Shale may be gone but BHP won’t ditch potash

Image: BHP

On the face of it BHP caved into demands from activist investor Elliott Advisors when it suddenly announced this week that it’s actively seeking to exit oil and gas.

When it comes to potash however, the Melbourne-based company (Elliott also wants BHP to ditch its Australian listing, but that’s a fight – or should that be stoush – for another day) appears to be digging in its heels.

If you were looking for management missteps BHP’s petroleum business was always an easy target. No-one spending top dollar on tight oil in 2011 when crude was in triple digits doesn’t look foolish today. And despite similarities mining and oil doesn’t appear to mix – just ask Freeport.

“Given that we do think some time in the 2020s we are going to see a requirement for some form of new greenfield production […] the same way as we think that’s not so true for copper”

But Elliott did not mince words about BHP’s potash plans either.

The fund called the Jansen project in Saskatchewan just another example of the company’s “dubious strategy of ‘Thinking Big’ — a concept that has been disastrous for BHP shareholders”. Just to make sure the message sank in, Elliott said bringing Jansen into production would be “a severe strategic misstep”.

With a final bill north of $12 billion BHP is certainly thinking big with Jansen, regarding it as a business that could one day rival its Western Australia iron ore division. While attention has been focused on the announcement that the project won’t come before the board before 2019, BHP remains essentially on the same development path for Jansen.

The company is spending $500m to finish Jansen’s two shafts.

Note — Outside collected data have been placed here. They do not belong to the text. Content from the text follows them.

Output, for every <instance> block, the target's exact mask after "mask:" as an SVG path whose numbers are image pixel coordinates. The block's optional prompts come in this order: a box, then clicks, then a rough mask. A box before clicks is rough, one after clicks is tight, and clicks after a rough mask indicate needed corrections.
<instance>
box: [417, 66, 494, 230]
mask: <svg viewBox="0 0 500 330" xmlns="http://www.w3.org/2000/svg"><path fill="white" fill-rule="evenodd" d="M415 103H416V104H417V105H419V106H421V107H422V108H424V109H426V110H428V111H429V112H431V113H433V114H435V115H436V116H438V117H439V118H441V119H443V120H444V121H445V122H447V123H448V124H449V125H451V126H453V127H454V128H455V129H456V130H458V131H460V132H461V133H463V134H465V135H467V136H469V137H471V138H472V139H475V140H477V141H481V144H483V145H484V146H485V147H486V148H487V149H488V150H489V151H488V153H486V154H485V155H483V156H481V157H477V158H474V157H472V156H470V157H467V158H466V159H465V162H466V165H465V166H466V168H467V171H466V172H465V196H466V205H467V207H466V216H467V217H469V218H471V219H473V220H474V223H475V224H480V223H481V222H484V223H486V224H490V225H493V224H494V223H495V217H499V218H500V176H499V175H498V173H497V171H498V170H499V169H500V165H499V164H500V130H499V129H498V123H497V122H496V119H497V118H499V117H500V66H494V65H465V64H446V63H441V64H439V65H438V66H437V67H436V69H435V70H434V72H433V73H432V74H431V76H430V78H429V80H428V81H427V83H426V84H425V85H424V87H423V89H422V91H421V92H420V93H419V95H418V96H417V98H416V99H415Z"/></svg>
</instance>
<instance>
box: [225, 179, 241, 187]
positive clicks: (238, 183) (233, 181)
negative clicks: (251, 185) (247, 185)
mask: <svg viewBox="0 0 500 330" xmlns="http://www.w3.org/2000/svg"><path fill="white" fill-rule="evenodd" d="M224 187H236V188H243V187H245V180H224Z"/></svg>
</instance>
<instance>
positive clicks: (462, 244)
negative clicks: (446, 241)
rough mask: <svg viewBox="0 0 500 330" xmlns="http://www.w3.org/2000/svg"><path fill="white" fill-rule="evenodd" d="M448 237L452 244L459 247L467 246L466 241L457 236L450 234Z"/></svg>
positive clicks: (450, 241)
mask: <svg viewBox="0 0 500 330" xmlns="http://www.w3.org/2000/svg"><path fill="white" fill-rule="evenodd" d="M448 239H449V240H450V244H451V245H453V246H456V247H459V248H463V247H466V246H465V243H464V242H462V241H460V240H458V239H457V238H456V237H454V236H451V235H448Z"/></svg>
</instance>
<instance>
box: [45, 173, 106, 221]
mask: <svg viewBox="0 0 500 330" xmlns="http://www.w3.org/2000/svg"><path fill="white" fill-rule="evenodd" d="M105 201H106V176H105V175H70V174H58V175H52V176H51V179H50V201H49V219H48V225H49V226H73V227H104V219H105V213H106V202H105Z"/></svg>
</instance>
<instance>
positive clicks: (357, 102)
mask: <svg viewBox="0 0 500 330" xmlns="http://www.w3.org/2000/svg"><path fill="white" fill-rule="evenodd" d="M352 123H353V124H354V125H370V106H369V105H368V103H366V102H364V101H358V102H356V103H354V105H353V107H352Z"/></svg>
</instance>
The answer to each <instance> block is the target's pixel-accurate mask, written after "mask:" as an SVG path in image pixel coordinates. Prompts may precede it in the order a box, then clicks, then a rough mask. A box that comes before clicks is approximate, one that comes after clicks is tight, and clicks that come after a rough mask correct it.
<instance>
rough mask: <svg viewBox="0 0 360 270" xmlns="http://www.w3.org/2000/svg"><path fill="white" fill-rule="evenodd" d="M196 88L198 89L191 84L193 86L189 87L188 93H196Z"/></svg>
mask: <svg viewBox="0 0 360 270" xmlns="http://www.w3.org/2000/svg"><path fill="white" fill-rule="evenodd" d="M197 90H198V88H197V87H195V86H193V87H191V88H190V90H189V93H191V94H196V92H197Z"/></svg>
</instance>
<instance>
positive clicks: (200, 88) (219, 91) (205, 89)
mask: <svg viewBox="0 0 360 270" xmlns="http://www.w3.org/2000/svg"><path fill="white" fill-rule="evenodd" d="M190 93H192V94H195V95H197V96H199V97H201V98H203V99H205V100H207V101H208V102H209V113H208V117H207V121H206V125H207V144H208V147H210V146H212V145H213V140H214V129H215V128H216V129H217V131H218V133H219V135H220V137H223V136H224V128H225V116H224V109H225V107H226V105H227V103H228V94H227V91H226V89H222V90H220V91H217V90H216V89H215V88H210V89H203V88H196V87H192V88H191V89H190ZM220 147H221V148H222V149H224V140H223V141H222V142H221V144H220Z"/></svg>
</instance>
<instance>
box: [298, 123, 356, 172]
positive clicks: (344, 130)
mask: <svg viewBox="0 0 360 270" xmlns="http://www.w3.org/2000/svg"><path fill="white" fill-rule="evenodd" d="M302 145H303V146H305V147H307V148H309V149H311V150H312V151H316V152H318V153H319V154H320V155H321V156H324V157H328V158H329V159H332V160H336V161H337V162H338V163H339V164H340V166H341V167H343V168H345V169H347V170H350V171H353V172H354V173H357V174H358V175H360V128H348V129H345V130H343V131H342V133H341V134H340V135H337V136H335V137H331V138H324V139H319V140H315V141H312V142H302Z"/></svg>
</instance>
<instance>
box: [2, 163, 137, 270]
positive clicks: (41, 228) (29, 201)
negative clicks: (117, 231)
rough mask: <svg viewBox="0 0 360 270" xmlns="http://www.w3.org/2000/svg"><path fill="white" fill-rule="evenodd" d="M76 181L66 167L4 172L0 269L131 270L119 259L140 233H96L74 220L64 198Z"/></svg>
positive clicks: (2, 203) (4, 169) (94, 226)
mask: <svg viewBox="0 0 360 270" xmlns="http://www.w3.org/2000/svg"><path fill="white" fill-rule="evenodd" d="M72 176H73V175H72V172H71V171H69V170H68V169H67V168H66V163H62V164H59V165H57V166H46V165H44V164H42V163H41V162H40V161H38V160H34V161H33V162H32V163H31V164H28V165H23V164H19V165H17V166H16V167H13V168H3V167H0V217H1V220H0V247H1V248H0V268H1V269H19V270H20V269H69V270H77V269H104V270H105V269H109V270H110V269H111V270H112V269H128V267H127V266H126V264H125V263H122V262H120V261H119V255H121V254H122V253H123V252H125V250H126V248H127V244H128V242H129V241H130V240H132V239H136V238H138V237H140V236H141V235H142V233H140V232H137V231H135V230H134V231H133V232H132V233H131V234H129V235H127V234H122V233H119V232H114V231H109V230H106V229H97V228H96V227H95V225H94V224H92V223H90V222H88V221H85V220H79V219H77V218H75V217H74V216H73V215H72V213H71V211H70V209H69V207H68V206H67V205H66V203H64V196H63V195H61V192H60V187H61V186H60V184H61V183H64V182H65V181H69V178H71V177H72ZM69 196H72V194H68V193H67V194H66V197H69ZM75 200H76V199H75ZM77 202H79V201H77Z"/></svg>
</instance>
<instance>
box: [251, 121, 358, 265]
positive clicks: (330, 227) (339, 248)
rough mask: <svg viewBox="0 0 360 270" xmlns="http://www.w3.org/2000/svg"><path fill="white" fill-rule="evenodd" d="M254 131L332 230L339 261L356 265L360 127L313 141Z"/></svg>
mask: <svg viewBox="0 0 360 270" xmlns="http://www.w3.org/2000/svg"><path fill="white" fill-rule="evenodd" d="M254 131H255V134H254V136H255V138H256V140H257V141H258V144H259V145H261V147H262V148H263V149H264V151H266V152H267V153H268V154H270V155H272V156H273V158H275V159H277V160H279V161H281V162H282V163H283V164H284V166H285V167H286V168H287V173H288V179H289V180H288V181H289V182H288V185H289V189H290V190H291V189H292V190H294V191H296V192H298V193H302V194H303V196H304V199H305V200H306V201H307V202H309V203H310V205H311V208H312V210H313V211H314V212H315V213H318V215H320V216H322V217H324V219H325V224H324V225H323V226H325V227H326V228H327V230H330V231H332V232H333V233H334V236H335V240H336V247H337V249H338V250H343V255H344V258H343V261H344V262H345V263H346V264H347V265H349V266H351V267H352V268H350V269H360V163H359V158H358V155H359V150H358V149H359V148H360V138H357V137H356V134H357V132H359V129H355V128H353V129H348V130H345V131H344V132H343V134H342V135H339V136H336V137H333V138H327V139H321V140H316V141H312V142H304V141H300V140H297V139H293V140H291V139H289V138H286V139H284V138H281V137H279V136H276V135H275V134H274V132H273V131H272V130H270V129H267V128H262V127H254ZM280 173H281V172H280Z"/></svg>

And as CFO Peter Beaven helpfully explained to a banking analyst if you don’t finish the work the shafts will collapse “which doesn’t make any sense at all.”

Andrew Mackenzie also pointed out that once the shafts are completed by the end of 2019, Jansen would be “totally de-risked” and engineers would have “dealt with all the difficult parts”. That would make it easier to sell or in Mackenzie’s corporate parlance “crystallize value”. Then according to Mackenzie: “We will only be three years away from first potash.” Production in 2023 has been the plan all along.

In its outlook, BHP said overcapacity in the potash industry would “likely get worse before it gets better” and greenfield projects are slated to enter the market “through 2021”. But new supply is also entering the market amid record demand for the crop nutrient – Chinese imports are likely up more than 30% this year.

BHP admits potash demand is volatile, but its forecast trend demand growth of 2m tonnes per year through the 2020s does not seem overly optimistic

BHP admits potash demand is volatile, but its forecast trend demand growth of 2m tonnes per year through the 2020s does not seem overly optimistic.

Perhaps most telling of the extent of support Jansen enjoys within the company is Mackenzie hinting that potash may be BHP’s best (if not only) significant growth opportunity:

“Given that we do think some time in the 2020s we are going to see a requirement in [the potash] market for some form of new greenfield production […] the same way as we think that’s not so true for copper.”

Well in the same way it’s not so true for iron ore or coal either.

There is no shortage of detractors – just read MINING.com’s comment section whenever Jansen is mentioned. But one bullish (and seasoned reader) predicted the fate of the shale assets and Jansen this way more than a month ago.

I remember when the “smart” money types were denigrating Escondida. The development of greenfields has always been BHP’s best route to success – not acquisitions like shale operator PetroHawk.